Mes propos sont valables même pour les différences entre un patron belge et un patron allemand ! Mais prenons la famille Tata, qui fait partie d’une autre communauté d’Inde que Mittal, celle des Parsi. Ils ont d’autres codes de conduite : la gouvernance est moins familiale, plus professionnelle.

Quelles sont alors les leçons à tirer de l’affaire Mittal ?

Mittal, c’est plié, les erreurs sont derrière nous. Mais ce qui s’est passé est particulièrement illustratif : notre attention exclusive à l’immédiat visible, au court terme et aux chiffres mesurables, la poursuite d’une logique que l’on croit universelle sans la remettre en question, un manque d’attention à la culture de l’autre et au but ultime qu’il souhaite atteindre dans sa vie, ont été sources d’erreur. Ce mode de fonctionnement n’est malheureusement pas surprenant. En effet, jusqu’à aujourd’hui, le modèle majoritaire, dominant, du management est justement, non pas d’ouvrir son regard mais, tout au contraire, de se concentrer.
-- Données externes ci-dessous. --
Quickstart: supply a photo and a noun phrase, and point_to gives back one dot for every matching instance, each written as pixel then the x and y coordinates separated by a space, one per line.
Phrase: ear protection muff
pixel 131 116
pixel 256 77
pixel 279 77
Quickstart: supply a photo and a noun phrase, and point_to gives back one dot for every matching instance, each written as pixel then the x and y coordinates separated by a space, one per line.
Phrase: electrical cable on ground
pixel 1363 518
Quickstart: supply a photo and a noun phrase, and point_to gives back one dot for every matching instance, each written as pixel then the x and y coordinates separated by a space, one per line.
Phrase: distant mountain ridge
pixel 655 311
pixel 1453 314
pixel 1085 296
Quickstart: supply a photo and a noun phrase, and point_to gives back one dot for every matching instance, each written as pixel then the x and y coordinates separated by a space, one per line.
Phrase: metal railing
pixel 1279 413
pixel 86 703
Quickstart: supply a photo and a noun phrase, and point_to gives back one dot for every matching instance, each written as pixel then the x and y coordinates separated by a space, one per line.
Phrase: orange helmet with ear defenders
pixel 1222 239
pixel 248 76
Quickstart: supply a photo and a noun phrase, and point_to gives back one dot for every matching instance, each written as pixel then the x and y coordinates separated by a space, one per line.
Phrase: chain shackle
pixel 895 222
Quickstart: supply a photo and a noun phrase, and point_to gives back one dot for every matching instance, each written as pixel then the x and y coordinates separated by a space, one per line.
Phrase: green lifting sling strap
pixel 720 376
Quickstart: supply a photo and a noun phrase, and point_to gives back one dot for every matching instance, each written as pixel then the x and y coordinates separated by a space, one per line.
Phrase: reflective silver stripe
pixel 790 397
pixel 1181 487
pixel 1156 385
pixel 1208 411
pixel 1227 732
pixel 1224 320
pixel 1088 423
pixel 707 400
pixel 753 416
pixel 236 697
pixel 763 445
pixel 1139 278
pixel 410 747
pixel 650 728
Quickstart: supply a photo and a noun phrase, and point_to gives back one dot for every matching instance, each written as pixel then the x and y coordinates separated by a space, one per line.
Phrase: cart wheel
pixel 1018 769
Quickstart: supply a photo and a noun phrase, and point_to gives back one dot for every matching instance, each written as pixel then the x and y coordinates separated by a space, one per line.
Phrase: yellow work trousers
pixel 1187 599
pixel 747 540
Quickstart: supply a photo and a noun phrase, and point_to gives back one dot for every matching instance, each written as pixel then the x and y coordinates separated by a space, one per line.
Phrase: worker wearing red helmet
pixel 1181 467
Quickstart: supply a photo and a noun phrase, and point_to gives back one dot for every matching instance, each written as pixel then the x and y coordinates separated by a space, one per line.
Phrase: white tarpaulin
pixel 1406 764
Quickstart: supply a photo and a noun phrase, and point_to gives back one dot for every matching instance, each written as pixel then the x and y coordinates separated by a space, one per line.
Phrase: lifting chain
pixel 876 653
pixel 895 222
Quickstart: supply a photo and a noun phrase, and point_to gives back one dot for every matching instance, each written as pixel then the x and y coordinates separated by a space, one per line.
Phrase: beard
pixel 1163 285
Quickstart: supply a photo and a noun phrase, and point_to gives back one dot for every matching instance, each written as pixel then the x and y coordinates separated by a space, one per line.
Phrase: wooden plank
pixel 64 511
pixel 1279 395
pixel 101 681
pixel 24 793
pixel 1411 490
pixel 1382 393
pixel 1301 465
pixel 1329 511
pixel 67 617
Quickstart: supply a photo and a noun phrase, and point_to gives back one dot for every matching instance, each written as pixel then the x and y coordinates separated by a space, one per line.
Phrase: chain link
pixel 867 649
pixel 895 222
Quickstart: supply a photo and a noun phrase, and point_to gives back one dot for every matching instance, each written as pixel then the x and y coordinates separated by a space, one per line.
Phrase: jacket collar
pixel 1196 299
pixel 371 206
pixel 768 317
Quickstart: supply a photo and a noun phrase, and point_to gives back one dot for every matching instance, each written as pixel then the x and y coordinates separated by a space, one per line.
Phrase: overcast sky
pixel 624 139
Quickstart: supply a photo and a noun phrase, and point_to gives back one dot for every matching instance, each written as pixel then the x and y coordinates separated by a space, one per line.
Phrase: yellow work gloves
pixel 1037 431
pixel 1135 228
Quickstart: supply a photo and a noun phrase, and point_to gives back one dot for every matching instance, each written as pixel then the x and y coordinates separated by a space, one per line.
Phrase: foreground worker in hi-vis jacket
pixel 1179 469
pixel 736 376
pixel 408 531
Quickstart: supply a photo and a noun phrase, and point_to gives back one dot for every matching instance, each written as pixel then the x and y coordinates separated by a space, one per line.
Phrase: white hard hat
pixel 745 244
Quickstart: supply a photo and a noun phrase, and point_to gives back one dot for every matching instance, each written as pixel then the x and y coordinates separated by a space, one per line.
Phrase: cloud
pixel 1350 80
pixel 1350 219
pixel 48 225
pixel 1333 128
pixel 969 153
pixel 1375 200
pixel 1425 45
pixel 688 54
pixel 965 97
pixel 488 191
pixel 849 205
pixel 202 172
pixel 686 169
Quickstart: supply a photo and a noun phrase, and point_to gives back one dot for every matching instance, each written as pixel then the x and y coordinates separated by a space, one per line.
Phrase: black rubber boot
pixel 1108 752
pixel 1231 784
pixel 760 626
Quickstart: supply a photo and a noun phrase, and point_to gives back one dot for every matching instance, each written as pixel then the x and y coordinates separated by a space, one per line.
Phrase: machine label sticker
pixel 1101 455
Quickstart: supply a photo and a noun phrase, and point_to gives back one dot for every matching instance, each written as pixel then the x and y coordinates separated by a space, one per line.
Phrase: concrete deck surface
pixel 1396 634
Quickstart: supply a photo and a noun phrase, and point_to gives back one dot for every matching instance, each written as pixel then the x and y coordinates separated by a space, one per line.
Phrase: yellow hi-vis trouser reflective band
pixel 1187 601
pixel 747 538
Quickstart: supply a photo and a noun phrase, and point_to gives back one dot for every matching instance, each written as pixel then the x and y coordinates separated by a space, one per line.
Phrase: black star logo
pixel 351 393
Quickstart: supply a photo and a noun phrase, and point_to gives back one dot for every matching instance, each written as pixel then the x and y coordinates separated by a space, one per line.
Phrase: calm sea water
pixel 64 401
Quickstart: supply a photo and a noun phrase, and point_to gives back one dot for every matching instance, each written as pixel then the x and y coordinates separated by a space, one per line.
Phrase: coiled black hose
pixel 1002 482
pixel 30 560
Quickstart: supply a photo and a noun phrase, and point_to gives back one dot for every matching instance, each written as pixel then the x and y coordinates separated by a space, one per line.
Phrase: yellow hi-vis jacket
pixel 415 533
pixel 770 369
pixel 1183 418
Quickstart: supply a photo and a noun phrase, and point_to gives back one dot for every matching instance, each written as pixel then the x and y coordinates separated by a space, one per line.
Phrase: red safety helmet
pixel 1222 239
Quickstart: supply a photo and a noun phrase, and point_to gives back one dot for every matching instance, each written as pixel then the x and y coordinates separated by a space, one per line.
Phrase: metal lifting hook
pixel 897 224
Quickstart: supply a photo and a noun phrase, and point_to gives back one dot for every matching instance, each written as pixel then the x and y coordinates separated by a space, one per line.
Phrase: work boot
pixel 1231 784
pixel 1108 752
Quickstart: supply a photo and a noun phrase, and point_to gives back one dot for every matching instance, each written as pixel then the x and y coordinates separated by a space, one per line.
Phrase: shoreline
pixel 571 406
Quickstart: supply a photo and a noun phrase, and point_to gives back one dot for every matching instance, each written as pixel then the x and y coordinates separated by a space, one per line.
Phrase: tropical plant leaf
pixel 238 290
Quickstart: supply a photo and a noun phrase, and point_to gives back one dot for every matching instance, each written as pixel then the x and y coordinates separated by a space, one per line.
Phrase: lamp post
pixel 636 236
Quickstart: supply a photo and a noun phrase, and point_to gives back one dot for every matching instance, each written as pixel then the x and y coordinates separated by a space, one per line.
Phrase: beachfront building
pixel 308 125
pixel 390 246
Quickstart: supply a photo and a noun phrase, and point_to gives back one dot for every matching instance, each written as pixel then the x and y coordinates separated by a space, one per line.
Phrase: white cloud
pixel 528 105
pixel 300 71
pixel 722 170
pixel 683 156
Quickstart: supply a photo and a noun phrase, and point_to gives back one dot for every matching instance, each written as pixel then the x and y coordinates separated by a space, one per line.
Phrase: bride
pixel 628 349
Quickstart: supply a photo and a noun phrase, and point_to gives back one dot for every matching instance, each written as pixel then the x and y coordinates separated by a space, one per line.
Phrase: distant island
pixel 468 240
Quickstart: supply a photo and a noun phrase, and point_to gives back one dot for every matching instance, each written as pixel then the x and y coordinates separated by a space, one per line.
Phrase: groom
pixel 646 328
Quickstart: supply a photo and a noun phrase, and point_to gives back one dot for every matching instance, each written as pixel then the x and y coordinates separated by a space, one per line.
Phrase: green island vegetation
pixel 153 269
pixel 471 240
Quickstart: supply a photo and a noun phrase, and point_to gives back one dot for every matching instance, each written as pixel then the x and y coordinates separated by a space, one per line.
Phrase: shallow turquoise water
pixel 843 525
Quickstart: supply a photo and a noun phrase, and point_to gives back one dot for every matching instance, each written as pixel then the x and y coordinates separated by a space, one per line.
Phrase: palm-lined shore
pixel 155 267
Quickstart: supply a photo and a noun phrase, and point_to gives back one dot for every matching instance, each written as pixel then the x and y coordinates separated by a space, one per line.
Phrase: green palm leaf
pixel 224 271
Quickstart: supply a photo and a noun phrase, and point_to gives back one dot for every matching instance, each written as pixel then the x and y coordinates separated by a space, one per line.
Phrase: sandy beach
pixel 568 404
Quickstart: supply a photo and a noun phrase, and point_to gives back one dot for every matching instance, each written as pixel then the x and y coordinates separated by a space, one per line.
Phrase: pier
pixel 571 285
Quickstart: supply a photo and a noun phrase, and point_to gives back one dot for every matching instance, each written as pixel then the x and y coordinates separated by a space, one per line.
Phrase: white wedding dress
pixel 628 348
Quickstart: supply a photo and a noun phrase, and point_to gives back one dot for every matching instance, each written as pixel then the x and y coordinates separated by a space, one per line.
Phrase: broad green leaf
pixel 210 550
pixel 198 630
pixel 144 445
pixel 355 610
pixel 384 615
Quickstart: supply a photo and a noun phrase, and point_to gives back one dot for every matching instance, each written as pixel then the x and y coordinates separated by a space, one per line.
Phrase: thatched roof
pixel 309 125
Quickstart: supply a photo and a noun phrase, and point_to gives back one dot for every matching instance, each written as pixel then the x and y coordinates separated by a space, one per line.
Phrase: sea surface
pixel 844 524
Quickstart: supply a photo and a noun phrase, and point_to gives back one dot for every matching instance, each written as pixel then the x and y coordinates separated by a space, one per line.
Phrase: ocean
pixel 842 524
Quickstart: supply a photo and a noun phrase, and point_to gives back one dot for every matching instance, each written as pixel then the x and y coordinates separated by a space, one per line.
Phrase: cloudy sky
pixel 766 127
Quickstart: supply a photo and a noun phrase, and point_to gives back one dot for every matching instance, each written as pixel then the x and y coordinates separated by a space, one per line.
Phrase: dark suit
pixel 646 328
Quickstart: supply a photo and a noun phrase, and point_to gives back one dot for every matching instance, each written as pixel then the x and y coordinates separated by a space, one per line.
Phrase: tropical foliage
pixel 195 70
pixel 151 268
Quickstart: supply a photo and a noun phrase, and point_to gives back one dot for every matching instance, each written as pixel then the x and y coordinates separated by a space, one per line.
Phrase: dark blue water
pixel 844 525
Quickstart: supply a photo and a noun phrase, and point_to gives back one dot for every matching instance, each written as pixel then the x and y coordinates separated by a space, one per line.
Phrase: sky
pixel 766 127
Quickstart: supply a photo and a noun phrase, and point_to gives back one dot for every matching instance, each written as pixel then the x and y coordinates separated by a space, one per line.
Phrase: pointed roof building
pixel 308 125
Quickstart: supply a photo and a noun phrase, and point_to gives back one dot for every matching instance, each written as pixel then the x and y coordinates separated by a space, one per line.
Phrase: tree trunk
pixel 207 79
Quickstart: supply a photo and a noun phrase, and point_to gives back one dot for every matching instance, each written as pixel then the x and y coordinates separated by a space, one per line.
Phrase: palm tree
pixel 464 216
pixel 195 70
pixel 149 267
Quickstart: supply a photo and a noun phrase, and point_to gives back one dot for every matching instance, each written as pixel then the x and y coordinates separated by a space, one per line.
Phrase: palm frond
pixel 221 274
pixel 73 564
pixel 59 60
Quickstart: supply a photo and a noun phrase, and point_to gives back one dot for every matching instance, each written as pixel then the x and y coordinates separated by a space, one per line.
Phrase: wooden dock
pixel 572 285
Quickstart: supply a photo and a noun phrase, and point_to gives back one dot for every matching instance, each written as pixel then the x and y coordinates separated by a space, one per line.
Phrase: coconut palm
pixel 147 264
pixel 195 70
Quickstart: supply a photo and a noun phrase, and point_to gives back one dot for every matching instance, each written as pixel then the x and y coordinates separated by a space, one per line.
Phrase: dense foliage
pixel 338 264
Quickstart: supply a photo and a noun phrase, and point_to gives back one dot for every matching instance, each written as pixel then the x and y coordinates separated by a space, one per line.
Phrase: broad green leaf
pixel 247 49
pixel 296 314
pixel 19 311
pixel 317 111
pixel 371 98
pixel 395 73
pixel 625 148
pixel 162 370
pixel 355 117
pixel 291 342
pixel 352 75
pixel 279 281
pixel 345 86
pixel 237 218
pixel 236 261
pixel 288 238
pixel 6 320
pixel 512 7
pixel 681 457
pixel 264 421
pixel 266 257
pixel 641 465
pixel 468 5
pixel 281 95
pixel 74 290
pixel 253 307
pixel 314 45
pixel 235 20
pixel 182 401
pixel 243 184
Se concentrer sur son métier, externaliser ; se concentrer sur les facts and figures, les faits et les chiffres, voire sur le dernier chiffre, celui du bas, le résultat final. Le modèle encore dominant est qu’un manager doit être « focusé ». Or, le problème est qu’aujourd’hui, l’environnement économique est devenu totalement différent de celui où ce modèle pouvait fonctionner. Du fait de l’accélération des technologies, il est devenu instable et incertain. Dans ce nouvel environnement, l’analyse de réussites exemplaires montre qu’il est nécessaire de s’appuyer sur des alliances, le partage d’une ambition commune, stable, dynamisante, la plus élevée possible, pour laquelle chacun va donner toute son énergie. Il est donc devenu particulièrement nécessaire d’ouvrir son regard, d’être attentif à la culture de l’autre, au but ultime que poursuit celui qu’on a en face de soi…

Philippe Lukacs

Il est professeur de management de l’innovation à l’Ecole centrale de Paris, diplômé d’HEC mais aussi formé à l’ethnologie. Ancien directeur adjoint des ressources humaines du groupe Thomson, il anime Catalyser, qui conseille des entreprises fortement innovantes. Il a publié Stratégie pour un futur souhaitable (Dunod, 2008).